Mend the Mind, but Mind the Bones!Balancing Benefits and Potential Skeletal Risks of Serotonin Reuptake Inhibitors

Author Affiliations

Copyright 2007 American Medical Association. All Rights Reserved. Applicable FARS/DFARS Restrictions Apply to Government Use.2007

Arch Intern Med. 2007;167(12):1231-1232. doi:10.1001/archinte.167.12.1231

Depression affects as many as 40% of adults older than 55 years,1 and major depressive disorder leads to substantial disability,2 with an estimated US societal cost of $83.1 billion in the year 2000.3 In the past 2 decades, second-generation antidepressants in the family of selective serotonin reuptake inhibitors (SSRIs) have vastly surpassed first-generation tricyclic antidepressants (TCAs) in the marketplace and now rank third among all drug classes in US prescription drug sales.4 The SSRIs have similar efficacy to TCAs in improving quality of life and decreasing mortality among depressed adults.4 Preference for SSRIs over TCAs has been driven by a lower risk of anticholinergic adverse effects and overdose lethality.
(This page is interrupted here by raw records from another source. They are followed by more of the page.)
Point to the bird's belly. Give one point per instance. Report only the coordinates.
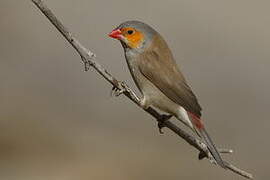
(152, 96)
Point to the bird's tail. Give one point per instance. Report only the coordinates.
(210, 145)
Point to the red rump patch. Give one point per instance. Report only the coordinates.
(196, 121)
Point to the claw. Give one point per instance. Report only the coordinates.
(116, 91)
(161, 121)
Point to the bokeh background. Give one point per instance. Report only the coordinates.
(58, 122)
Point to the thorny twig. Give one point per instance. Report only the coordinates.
(89, 60)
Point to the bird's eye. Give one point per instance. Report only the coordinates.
(130, 32)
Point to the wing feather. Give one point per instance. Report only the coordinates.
(158, 66)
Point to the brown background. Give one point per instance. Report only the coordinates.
(59, 123)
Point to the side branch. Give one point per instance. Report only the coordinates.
(89, 60)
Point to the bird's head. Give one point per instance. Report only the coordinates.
(133, 34)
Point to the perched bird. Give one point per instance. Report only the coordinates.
(157, 76)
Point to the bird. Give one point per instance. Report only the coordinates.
(158, 78)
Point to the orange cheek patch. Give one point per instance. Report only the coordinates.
(134, 39)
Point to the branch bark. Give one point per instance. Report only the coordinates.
(89, 60)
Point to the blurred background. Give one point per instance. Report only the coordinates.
(58, 122)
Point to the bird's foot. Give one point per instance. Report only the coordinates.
(116, 91)
(161, 121)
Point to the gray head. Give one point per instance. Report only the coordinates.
(134, 35)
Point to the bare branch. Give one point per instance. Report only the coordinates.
(89, 60)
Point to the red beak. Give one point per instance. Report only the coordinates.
(116, 34)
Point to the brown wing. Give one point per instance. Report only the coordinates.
(158, 66)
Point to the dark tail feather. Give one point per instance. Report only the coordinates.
(211, 147)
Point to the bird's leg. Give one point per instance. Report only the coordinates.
(116, 91)
(161, 121)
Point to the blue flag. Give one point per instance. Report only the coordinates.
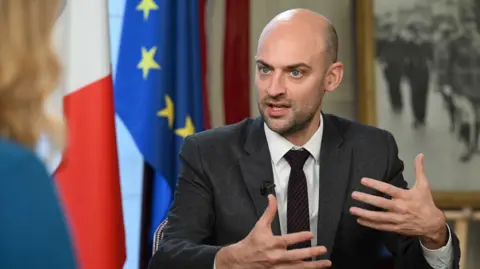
(158, 87)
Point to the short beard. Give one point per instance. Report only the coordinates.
(294, 127)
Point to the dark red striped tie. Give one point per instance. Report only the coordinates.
(298, 217)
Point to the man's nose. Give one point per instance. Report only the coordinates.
(277, 86)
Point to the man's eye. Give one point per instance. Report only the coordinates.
(296, 73)
(264, 69)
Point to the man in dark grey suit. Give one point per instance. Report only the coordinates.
(296, 188)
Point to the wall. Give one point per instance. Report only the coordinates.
(341, 102)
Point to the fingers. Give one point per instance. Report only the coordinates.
(306, 265)
(383, 187)
(374, 200)
(419, 169)
(302, 253)
(376, 216)
(378, 226)
(269, 214)
(294, 238)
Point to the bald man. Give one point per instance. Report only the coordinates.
(297, 188)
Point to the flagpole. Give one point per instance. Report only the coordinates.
(145, 249)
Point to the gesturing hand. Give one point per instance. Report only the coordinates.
(410, 212)
(261, 249)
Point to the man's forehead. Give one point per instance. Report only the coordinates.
(287, 51)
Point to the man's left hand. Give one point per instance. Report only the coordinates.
(410, 212)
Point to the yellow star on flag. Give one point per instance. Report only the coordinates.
(146, 6)
(148, 62)
(189, 128)
(168, 111)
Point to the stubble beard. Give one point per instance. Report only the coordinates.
(295, 123)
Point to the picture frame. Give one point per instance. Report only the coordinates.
(367, 99)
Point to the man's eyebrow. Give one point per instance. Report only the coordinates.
(297, 65)
(263, 63)
(290, 67)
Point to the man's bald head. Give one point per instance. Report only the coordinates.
(306, 24)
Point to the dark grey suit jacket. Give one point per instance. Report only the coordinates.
(218, 199)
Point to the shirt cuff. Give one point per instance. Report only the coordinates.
(441, 258)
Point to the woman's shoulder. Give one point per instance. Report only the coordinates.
(14, 156)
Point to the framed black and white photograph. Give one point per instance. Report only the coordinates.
(419, 78)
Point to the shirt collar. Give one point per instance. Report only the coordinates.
(279, 146)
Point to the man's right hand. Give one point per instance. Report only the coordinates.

Because of concerns about the arrhythmogenic potential of TCAs, there is a strong preference for SSRIs in older adults in whom depression commonly coincides with heart disease.5 Despite controversy about increased suicidality in children,6 SSRIs have continued to grow in popularity and have been largely devoid of other serious safety concerns, at least so far.